Los llamados cinco presidentes de la Unión Europea han dado un apoyo matizado a estas ideas. En su informe de junio, el presidente de la Comisión Europea, Jean-Claude Juncker, el presidente del Banco Central Europeo, Mario Draghi, el presidente del Parlamento Europeo, Martin Schulz, el presidente del Consejo Europeo, Donald Tusk, y el jefe del Eurogrupo, Jeroen Dijsselbloem pidieron un Tesoro de la zona euro.

Los presidentes quieren en primer lugar que los países de la zona euro converjan hacia mejores prácticas en el aumento de la competitividad. Luego quieren unas reglas jurídicamente vinculantes que garanticen que sigan siendo competitivos. También abogan por una mayor coordinación de la política macroeconómica entre los 19 países del bloque. Esta ambiciosa centralización del poder económico no es necesaria ni deseable. Tampoco es políticamente factible.

Crear un ministerio de Finanzas, un gobierno y un parlamento comunes requeriría un nuevo tratado

La creación de un Ministerio de Finanzas común para la zona euro, un gobierno, el parlamento y un presupuesto requeriría un nuevo tratado. Esto necesitaría la aprobación unánime de los 19 países del bloque y, probablemente, de los otros nueve miembros de la Unión Europea, como Reino Unido, que no utilizan el euro.

Los gobiernos de la zona euro no están de acuerdo sobre los detalles. Alemania, por ejemplo, piensa que más disciplina fiscal. Algunos otros gobiernos, por el contrario, piensan que la zona euro ya ha firmado demasiada austeridad.

Dicen los gobiernos que podrían ponerse de acuerdo. Dado el fuerte aumento de euroescepticismo, hay pocas posibilidades de que puedan convencer a su pueblo para que los respalde.

¿Significa esto que la zona euro está condenada? Si 19 países comparten la misma moneda y pierden la capacidad de devaluar cuando llegan los problemas, podría parecer que también necesitan un tesoro común para amortiguar el golpe y un gobierno y parlamento comunes para legitimar sus acciones.

No tan rápido. La crisis de los últimos años tiene dos causas principales: la falta de competitividad y el excesivo endeudamiento público. Hay formas mejores de abordar los problemas de competitividad que con un tratado para que esta sea obligatoria. Para impulsar la competitividad, la zona euro tiene que liberar a los mercados. Esto también permitirá que las economías del bloque se ajusten más rápido a las crisis.

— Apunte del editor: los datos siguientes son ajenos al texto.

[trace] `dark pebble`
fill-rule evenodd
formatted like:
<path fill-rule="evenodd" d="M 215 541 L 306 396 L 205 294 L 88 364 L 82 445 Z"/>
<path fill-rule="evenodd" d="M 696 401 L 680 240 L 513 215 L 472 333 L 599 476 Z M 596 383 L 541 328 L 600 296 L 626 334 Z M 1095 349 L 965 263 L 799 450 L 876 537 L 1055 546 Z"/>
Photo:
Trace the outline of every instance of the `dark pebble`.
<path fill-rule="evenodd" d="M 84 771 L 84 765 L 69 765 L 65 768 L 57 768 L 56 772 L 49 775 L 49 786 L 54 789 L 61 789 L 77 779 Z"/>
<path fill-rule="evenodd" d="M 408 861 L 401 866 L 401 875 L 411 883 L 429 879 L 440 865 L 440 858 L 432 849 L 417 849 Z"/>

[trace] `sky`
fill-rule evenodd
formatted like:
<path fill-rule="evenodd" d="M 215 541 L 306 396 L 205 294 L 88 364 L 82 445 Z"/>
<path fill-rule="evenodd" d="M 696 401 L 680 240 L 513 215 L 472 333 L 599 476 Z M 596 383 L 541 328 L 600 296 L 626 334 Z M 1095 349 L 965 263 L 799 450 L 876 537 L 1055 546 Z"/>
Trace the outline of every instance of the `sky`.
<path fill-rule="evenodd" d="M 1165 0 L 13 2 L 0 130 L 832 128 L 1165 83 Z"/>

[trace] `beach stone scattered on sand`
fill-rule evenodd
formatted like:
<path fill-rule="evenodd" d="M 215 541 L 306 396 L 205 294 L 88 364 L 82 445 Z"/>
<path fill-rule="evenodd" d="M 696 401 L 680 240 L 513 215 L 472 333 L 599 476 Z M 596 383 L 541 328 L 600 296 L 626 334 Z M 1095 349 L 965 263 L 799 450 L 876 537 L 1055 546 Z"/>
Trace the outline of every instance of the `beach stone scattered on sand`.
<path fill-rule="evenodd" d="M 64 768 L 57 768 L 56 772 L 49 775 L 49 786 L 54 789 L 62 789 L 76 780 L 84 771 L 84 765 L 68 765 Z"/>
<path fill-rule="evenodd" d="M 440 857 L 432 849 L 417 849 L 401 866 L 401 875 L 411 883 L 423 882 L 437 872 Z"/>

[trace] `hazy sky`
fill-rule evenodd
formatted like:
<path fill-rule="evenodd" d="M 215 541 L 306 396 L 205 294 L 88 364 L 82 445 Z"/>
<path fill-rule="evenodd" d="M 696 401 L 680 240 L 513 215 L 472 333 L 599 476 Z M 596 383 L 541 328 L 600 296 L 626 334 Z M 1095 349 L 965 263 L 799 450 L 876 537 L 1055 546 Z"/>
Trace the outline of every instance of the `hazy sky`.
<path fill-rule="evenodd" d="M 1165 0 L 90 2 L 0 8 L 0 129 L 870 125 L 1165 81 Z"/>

Para ser justos, los cinco presidentes reconocen esto. Es necesario actuar a nivel paneuropeo para completar el mercado único de los servicios, internet y la energía. Los presidentes también hacen bien en pedir unos mercados nacionales de trabajo y de productos más eficientes. Quieren que cada país establezca una autoridad independiente de la competitividad para impulsar este avance. Sin embargo, los presidentes se equivocan al sugerir que las normas comunes para la competitividad deban estar directamente conectadas con las leyes que se aplican a los 19 países. Esto parece una receta para la rigidez que obstaculizará la innovación.

Por último, está la deuda. Es tentador pensar que no es necesario que haya reglas para detener a los países que se endeudan demasiado. Ahí también, sin embargo, las fuerzas del mercado ofrecen una posible solución. La clave está en permitir a los estados de la zona euro excesivamente endeudados quiebren. Evitar esto fue el pecado capital en la crisis griega.

Si los inversores supieran que los gobiernos pueden quebrar, serían más cautelosos al financiarlos. La disciplina de los mercados reemplazaría a la de los burócratas. El Consejo Alemán de Expertos Económicos respaldó esta idea en su informe especial sobre la crisis griega la semana pasada.

Así que hay alternativas de mercado para la unión política que podrían mantener a la unión monetaria de la zona euro en el camino. No implican una gran transferencia de la soberanía a Bruselas o la imposición de una talla única para todas las políticas en los 19 diversos países. Eso los convierte en una mejor solución.